一応生来の真面目さから注意事項は上から下まで音読するように心がけている。しかし多くの客は入店直後、なんなら直前から店内の一角に目を奪われているため、頭には入っていないようである。あまり気にしないことにしているがこのお客さんは特に釘付け状態であるようだ。まあいいか、なにかやばいことをしようとすればカウンターを飛び出し、狭い店内を駆け抜けフクロウを守るのだと、そうやって何度も脳内シミュレーションを繰り返した俺に抜かりはない。必ずや止めて見せるのだ。そう決意している。

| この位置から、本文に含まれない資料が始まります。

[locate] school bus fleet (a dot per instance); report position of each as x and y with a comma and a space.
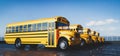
54, 32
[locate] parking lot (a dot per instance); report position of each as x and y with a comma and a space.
111, 49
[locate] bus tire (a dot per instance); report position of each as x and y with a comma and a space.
83, 43
63, 44
18, 44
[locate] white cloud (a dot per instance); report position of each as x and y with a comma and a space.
107, 27
101, 22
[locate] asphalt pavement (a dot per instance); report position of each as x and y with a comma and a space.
111, 49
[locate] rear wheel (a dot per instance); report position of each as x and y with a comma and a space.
82, 43
18, 44
63, 44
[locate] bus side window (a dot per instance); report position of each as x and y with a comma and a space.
25, 28
9, 29
44, 26
39, 26
21, 28
17, 29
34, 27
29, 27
13, 29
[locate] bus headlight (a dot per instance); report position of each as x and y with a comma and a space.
72, 38
80, 39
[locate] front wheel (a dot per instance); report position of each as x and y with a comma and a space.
18, 44
83, 43
63, 44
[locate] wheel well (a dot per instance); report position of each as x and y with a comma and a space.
17, 39
61, 39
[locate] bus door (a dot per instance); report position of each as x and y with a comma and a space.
51, 33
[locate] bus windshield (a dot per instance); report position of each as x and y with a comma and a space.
60, 25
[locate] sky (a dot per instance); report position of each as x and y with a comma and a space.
102, 16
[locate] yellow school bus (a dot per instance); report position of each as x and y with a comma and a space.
79, 29
41, 31
86, 35
99, 38
94, 37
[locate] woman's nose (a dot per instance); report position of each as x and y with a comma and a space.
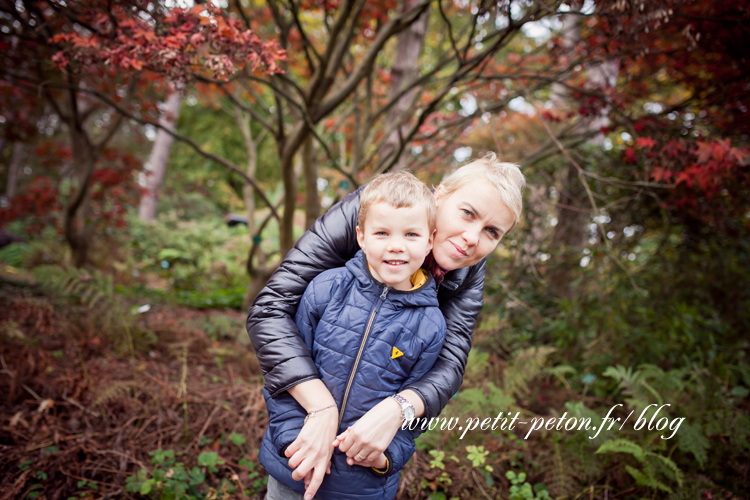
471, 237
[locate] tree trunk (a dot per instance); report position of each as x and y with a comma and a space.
310, 170
286, 228
13, 168
404, 71
251, 146
574, 209
77, 220
156, 166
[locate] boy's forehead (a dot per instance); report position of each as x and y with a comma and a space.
384, 215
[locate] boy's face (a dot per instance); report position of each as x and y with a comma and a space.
395, 241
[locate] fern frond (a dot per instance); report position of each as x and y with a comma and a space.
645, 479
666, 466
623, 446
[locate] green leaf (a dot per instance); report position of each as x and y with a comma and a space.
247, 464
146, 487
237, 439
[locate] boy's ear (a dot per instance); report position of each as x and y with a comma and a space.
360, 238
438, 194
431, 242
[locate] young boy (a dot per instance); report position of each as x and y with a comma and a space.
372, 327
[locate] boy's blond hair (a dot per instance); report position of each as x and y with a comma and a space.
398, 189
506, 177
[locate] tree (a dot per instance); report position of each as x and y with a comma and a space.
156, 166
103, 52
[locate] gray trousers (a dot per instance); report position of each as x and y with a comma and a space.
279, 491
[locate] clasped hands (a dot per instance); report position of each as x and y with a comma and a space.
364, 443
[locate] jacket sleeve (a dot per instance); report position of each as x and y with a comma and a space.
461, 308
282, 354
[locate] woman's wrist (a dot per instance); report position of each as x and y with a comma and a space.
413, 398
312, 395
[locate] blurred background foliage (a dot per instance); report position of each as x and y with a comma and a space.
627, 280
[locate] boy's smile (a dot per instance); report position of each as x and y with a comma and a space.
395, 241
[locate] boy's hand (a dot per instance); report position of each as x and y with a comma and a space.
310, 454
379, 461
368, 438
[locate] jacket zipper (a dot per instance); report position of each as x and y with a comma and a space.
359, 354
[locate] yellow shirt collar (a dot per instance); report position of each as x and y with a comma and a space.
417, 279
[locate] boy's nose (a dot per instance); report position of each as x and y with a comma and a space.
395, 246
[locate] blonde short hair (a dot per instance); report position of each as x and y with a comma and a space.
506, 177
399, 189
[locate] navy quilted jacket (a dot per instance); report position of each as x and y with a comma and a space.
351, 323
330, 243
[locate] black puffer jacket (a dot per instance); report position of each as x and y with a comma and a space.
331, 242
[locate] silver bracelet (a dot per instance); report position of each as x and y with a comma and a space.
312, 413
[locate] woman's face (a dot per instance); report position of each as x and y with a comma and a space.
470, 223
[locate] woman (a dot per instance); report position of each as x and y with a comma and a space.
476, 206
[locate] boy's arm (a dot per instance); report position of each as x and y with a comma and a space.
282, 354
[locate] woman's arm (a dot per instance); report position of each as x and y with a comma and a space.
282, 354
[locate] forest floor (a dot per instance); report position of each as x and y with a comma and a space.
80, 414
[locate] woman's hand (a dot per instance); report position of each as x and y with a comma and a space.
310, 454
369, 437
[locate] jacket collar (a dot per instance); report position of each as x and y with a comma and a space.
424, 296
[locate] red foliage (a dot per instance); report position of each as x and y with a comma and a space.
711, 178
113, 188
178, 43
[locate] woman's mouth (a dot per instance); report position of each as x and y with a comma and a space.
458, 249
395, 262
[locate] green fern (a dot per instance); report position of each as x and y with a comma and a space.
652, 464
692, 440
526, 365
623, 446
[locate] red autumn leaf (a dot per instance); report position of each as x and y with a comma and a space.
646, 142
684, 177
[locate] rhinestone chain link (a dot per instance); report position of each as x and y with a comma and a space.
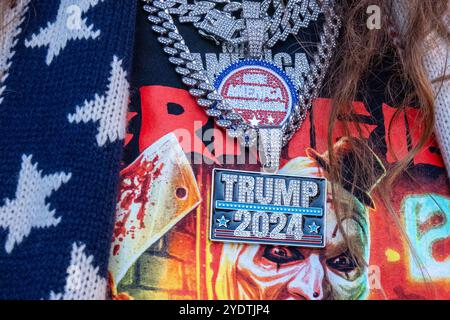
194, 75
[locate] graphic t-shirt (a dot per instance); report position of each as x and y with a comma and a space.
161, 247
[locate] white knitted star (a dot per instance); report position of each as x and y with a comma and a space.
29, 209
82, 281
109, 110
13, 16
69, 25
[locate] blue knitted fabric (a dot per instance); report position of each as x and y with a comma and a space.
62, 119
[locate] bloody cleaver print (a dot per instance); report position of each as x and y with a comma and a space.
156, 191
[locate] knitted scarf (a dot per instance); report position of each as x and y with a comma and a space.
63, 100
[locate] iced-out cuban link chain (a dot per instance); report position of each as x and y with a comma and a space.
194, 76
313, 80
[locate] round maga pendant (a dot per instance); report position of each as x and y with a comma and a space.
259, 91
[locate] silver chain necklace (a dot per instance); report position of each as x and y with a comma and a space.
255, 101
248, 35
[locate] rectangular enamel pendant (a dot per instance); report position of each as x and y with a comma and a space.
261, 208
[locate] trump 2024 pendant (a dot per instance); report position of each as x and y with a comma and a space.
261, 208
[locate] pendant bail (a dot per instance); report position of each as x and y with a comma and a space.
270, 145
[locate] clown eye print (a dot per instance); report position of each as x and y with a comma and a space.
342, 263
281, 255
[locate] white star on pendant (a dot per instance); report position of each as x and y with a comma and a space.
254, 122
223, 222
313, 227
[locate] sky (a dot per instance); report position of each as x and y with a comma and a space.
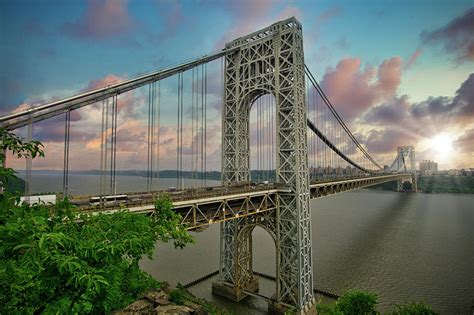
398, 72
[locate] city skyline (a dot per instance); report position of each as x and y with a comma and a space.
397, 74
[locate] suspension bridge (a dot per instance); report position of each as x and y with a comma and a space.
283, 143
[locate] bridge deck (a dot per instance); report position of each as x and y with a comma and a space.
202, 208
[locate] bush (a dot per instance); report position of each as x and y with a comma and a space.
357, 302
352, 302
414, 308
54, 259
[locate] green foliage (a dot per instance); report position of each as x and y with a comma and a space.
181, 296
352, 302
177, 296
414, 308
168, 223
357, 302
54, 259
57, 260
19, 148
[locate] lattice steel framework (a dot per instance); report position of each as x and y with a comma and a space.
270, 61
405, 162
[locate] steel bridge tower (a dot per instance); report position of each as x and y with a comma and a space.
405, 161
269, 61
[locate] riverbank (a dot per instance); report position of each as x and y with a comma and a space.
441, 184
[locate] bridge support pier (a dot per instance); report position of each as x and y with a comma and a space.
270, 61
276, 308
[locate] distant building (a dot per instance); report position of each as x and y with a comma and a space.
428, 165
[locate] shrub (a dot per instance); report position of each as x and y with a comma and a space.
414, 308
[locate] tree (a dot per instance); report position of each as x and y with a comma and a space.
54, 259
20, 149
351, 302
414, 308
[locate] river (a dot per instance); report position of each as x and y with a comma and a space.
403, 246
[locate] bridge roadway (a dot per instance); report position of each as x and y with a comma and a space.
200, 208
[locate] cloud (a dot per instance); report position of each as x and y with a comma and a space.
126, 102
457, 37
391, 112
247, 16
102, 20
386, 141
353, 91
413, 58
461, 106
400, 122
466, 141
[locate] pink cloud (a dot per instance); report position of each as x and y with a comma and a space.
248, 16
102, 19
125, 102
353, 91
413, 58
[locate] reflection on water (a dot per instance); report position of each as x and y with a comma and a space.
403, 246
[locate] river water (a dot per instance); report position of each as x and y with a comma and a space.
403, 246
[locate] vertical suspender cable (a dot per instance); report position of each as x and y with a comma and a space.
148, 140
112, 146
177, 133
102, 152
28, 162
193, 146
153, 133
67, 128
158, 136
202, 124
106, 142
205, 124
181, 136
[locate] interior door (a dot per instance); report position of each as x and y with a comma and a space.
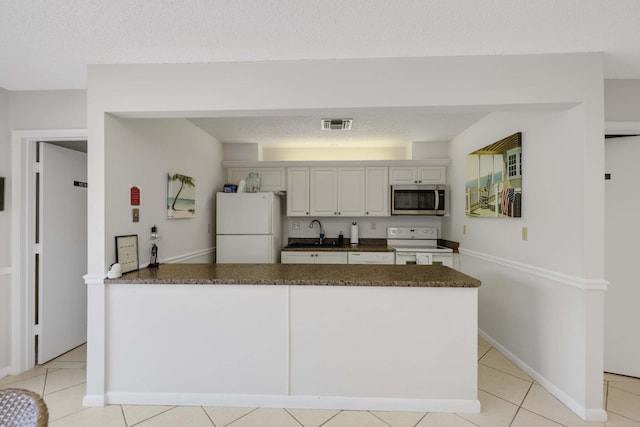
62, 293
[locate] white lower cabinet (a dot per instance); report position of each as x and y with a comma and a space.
310, 257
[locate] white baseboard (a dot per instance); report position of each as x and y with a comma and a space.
573, 281
301, 402
581, 411
5, 371
188, 256
94, 400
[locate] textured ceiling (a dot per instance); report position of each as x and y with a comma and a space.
47, 44
388, 128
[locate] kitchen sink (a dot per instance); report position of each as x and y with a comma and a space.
304, 245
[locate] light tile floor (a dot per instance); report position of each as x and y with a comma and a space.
509, 397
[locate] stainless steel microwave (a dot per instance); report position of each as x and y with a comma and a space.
419, 200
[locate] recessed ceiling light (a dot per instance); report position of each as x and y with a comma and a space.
336, 124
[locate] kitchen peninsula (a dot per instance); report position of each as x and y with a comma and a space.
379, 337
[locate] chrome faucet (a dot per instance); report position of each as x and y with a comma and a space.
321, 238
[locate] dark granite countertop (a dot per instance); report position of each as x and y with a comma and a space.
301, 274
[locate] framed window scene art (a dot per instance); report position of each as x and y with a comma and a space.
494, 179
181, 196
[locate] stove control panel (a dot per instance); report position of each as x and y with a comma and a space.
417, 233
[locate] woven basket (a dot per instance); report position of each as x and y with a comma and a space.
22, 408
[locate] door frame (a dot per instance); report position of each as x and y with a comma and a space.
23, 155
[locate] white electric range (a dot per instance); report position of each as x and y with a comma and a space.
418, 245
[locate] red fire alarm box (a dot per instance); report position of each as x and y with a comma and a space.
134, 196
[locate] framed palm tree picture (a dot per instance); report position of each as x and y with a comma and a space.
181, 196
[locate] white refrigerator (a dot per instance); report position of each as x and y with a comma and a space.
248, 228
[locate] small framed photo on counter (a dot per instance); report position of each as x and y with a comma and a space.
127, 252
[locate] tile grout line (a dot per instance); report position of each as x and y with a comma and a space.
293, 416
379, 418
508, 373
335, 415
206, 414
146, 419
242, 416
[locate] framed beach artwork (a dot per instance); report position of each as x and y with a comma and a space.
494, 179
181, 196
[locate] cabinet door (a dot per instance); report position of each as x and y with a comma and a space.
331, 258
431, 175
298, 192
297, 257
272, 179
403, 175
351, 191
323, 191
234, 175
377, 191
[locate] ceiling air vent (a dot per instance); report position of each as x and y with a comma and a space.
336, 124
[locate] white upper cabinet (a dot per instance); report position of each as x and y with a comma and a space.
351, 191
271, 179
417, 175
297, 191
377, 191
337, 191
324, 191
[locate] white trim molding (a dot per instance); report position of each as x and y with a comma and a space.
581, 411
621, 128
573, 281
23, 281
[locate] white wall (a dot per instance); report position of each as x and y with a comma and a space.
246, 151
142, 152
534, 301
49, 109
5, 232
502, 83
622, 344
621, 100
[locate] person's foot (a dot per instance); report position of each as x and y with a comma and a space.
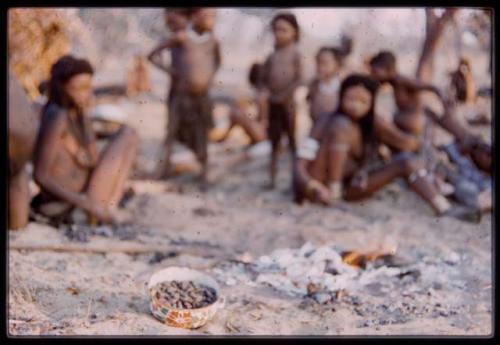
485, 200
269, 186
468, 214
127, 196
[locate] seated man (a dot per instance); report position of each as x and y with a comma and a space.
67, 167
339, 161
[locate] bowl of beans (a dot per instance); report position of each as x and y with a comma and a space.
183, 297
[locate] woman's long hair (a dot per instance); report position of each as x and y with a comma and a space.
61, 72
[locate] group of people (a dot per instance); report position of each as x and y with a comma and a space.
341, 158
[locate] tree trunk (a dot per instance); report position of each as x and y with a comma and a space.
433, 32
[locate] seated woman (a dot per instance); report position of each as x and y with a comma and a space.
23, 126
67, 167
337, 159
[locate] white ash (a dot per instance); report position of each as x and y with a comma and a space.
291, 271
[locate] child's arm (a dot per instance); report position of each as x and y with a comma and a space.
51, 132
155, 57
394, 137
218, 58
306, 152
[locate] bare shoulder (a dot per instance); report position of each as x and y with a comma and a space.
53, 116
342, 123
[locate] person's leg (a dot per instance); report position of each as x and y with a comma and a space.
203, 109
255, 132
19, 200
481, 156
290, 118
107, 181
164, 166
274, 133
403, 165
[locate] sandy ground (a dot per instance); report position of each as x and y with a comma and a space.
103, 294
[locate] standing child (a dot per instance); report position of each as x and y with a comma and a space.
323, 91
254, 128
191, 108
176, 20
338, 160
283, 74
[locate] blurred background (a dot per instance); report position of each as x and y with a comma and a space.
111, 37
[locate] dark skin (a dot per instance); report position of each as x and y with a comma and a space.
177, 23
256, 130
96, 190
195, 66
410, 116
282, 77
327, 67
338, 165
23, 126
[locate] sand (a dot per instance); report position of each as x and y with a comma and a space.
77, 293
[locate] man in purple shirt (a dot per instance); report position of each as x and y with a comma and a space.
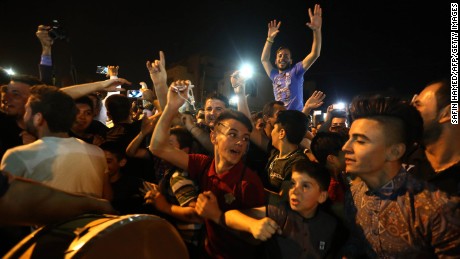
287, 79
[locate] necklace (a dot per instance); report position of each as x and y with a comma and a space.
447, 166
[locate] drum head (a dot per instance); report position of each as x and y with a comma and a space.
104, 236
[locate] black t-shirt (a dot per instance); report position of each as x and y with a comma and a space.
10, 133
447, 180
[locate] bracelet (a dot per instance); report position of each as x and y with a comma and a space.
192, 128
222, 219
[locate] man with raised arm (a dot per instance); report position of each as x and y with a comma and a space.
226, 183
288, 80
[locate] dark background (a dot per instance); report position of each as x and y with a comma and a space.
367, 45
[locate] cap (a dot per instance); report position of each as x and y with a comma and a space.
147, 95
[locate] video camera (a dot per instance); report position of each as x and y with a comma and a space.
57, 32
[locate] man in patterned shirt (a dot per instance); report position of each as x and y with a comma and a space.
391, 213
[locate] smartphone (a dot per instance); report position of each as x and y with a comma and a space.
102, 70
338, 106
134, 93
317, 112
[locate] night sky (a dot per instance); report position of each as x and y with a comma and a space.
367, 45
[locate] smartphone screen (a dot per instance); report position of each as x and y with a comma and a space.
134, 93
102, 70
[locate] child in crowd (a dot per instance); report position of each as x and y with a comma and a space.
304, 230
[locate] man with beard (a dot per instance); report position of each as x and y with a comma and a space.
215, 104
287, 80
392, 214
56, 159
225, 182
441, 139
14, 98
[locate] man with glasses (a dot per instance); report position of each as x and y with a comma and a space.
226, 183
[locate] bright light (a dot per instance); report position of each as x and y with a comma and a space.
246, 71
10, 71
233, 100
339, 106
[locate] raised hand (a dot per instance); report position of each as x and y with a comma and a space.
315, 100
148, 123
178, 93
110, 85
207, 206
316, 19
264, 229
273, 29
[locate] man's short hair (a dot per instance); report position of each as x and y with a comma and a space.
327, 143
402, 122
184, 137
57, 107
315, 171
114, 148
119, 107
283, 48
236, 115
85, 100
220, 97
269, 108
442, 94
295, 123
27, 79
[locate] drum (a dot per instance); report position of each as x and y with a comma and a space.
104, 236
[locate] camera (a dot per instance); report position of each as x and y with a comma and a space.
179, 88
134, 93
102, 70
57, 32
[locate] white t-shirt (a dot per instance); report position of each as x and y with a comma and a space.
67, 164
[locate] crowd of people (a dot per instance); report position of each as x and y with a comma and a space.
379, 178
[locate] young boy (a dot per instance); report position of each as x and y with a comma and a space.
305, 231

説明を終え、客がフクロウのいるブースに進んだところで、今受けたアイスコーヒーの注文をキッチンに通す。この店の数少ないメニューはすべてコーヒーの類で構成されており、そのコーヒーはオーナーが直々に淹れるため評判が良い。つまり俺がするのは注文を通して、客の前に持っていく。これだけである。さてこれはカフェなのか、喫茶店なのか、コーヒーショップなのか。それぞれの定義を確認しないことにはなんとも判断は付かないが、生憎目の前のスマホは家では絶対に見ない長尺のライフハック紹介動画に手が一杯のようである。しかし、フクロウを見ながらコーヒーを飲む店があればそれはフクロウカフェなのではないか?フクロウコーヒーショップなどというネーミングにはいささかの居心地の悪さを覚えるは俺だけだろうか。


「う~ん、これは」

「アイスコーヒーです。ここに置いておきます」

当店の誇る自慢のフクロウと迫真の睨めっこを演じる彼女は、その眉間に皺を寄せながらなにか唸っているようである。

「ん~、ありがとうございます」

「えーっと。なにか、ありましたか?」

結構長くここで働いているが、顎に手を当て鳥類を睨みつける人間は初めて見た。

「あ、いえ、この子。なんだか変わってるな、と」

「あー、そうなんですよね。鳴き声も変わってるし、なんだか人の言っていることが分かるみたいですし。人間味ありますよね、この子」

「そうなんですね!鳴き声は聞いたことが無かったので興味があります。ん~。人間味…」

どうやらまだなにか得心いっていないご様子。実際このフクロウは変わり者である。それはブッコローという若干の治安の悪さを感じさせる名前のことではない。態度や立ち居振る舞いが、やはりなんという人間味のあるフクロウなのである。そのことだと勘違いして変にテンションが上がってしまったが、違ったらしい。

「この子についてもっと教えてもらえますか?」

「もちろんいいですよ」

彼女にしたのは、頭の回転が速くよく人を弄っている話、オーナーの持ってくる謎の文房具に興味を示したり示さなかったりする話、閉店時間を気にする話など。彼女は本当に興味深そうに聞いてくるため、すっかり話し込んでしまった。

「あ、すいません折角入れていただいたのに。コーヒーいただきますね。」

「どうぞ、じゃあ僕も下がりますね」

「お話、また聞かせてください」

「また機会があれば、ぜひ」

カウンターでは、スマホが次の動画を再生していた。